What happened was the Steelers safety, and former Mountaineers safety, was in the Pitt locker room Tuesday, because the Steelers borrowed it for a couple of days to do some in-house pictures, scoreboard videos, stuff like that. That is why Bishop was in there, as were most Steelers players for a brief time during OTAs. It is what happened next. Bishop posted on social media video of his feet as he wiped his shoes on the Pitt logo with a poop emoji added to the post.
“It’s a rivalry, obviously people are not going to like me based on what school I went to and that’s fine,” Bishop said very matter-of-factly. “It’s part of the rivalry. We don’t like those guys and they don’t like us.”
“I don’t really have any liking for those guys, that’s part of it.”
This wasn’t a game or an act to him. Asked if it was just in good fun or real hatred, he said both. What you could say about his reaction is that it was genuine and he wasn’t going to back down from his feelings even if the Pitt head coach or players are upset.
“I got some guys that I am cool with that I train with that went to Pitt,” Bishop said. “It was kind of towards them, too a little bit. They talk mess to me and I talk mess to them. MJ Devonshire being one of those guys.”

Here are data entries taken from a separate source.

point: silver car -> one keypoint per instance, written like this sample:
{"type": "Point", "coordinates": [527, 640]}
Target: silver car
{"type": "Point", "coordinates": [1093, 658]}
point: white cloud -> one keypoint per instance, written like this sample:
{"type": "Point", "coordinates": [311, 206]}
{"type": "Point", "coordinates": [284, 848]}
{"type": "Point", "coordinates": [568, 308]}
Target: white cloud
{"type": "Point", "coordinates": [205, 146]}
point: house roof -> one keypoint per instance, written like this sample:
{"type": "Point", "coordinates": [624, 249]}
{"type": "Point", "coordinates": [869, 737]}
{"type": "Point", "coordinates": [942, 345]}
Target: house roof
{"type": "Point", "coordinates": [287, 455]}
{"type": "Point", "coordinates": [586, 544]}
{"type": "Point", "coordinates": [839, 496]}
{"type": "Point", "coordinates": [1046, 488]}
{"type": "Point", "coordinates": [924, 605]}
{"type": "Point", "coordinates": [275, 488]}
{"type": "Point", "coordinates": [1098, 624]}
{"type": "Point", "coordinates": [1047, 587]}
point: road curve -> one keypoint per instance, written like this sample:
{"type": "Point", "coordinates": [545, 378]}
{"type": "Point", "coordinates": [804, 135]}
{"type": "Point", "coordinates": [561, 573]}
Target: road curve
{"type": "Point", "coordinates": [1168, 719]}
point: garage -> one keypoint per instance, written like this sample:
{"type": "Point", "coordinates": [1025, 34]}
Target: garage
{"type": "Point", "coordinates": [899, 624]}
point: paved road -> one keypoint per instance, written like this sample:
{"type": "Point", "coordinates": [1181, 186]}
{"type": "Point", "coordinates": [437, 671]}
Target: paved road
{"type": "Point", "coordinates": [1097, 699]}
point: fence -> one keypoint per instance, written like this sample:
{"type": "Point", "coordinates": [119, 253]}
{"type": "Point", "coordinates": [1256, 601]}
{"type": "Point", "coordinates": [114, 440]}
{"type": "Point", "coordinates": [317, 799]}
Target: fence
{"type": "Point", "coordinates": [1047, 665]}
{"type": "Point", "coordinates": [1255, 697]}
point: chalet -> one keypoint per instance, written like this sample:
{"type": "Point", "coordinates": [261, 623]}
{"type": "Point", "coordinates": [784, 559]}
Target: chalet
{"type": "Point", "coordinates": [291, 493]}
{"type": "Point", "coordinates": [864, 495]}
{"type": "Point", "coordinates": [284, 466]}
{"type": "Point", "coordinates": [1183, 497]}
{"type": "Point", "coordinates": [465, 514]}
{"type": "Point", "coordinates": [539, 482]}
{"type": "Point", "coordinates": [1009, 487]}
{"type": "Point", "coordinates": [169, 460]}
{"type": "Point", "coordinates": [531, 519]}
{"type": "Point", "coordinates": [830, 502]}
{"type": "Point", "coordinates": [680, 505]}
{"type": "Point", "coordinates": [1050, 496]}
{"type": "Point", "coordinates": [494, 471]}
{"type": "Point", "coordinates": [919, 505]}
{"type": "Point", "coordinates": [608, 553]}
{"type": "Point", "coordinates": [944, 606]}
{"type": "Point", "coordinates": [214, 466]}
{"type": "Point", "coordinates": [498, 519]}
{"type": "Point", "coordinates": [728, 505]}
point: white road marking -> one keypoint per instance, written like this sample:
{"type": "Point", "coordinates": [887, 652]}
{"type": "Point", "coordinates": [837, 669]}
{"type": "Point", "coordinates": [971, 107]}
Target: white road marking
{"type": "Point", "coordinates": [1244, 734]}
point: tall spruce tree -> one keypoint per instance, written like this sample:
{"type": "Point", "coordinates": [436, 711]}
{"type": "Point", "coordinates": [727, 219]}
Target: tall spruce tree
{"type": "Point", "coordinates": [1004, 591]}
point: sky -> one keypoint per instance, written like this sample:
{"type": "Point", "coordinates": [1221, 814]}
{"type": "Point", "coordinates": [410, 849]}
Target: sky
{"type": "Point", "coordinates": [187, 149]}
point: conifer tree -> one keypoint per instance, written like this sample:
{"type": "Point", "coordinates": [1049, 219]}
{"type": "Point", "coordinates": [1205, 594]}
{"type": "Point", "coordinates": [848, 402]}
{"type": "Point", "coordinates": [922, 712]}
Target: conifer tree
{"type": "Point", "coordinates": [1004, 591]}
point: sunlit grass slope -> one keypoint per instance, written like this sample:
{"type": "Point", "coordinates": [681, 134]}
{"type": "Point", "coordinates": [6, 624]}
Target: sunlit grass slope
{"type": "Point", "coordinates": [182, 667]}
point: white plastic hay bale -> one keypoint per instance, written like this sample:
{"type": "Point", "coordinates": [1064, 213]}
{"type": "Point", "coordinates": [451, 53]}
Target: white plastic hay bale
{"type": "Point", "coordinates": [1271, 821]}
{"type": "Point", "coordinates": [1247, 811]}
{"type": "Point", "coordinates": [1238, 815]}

Devonshire had a pick six as the Panthers came back to beat West Virginia in 2022. Pitt also won in 2024 at Acrisure Stadium.
“They always talk, especially after they beat us last year, but things got quiet as the season went on,” Bishop said. “That was pretty much it. I look at it like the Beanie Bishop Fan Club.”
Bishop said he hasn’t talked to fellow Mountaineer and Steelers center Zach Frazier about what he did, but said he wouldn’t like it. He said Frazier would probably give him hell for doing it and say he shouldn’t have done it. But for Bishop, it’s about the rivalry.
“You don’t like those guys,” Bishop said. “That’s self-explanatory. If you go and ask them, they probably hate me. Do I care? No, not really? That’s just part of it. If you go ask any fan in Baltimore ‘what do they think about the Steelers?’ They hate us.”
“It is what it is. It’s part of the rivalry. I’m only concerned with the Pittsburgh Steelers fans and West Virginia fans in that instance.”
While Bishop used social media to post the story, he said he really hasn’t looked at the reaction. That he didn’t do it for clicks, but it’s just what you do.
“I’m not really seeing too many things,” Bishop said. “I’ve got a baking podcast, Beanie’s Bakery, on YouTube. That’s what I’m more worried about as far as the internet goes.”
That’s real, he does have a baking podcast. He heated up a firestorm on social media and got both sides ready in early June for the game in Morgantown on September 13.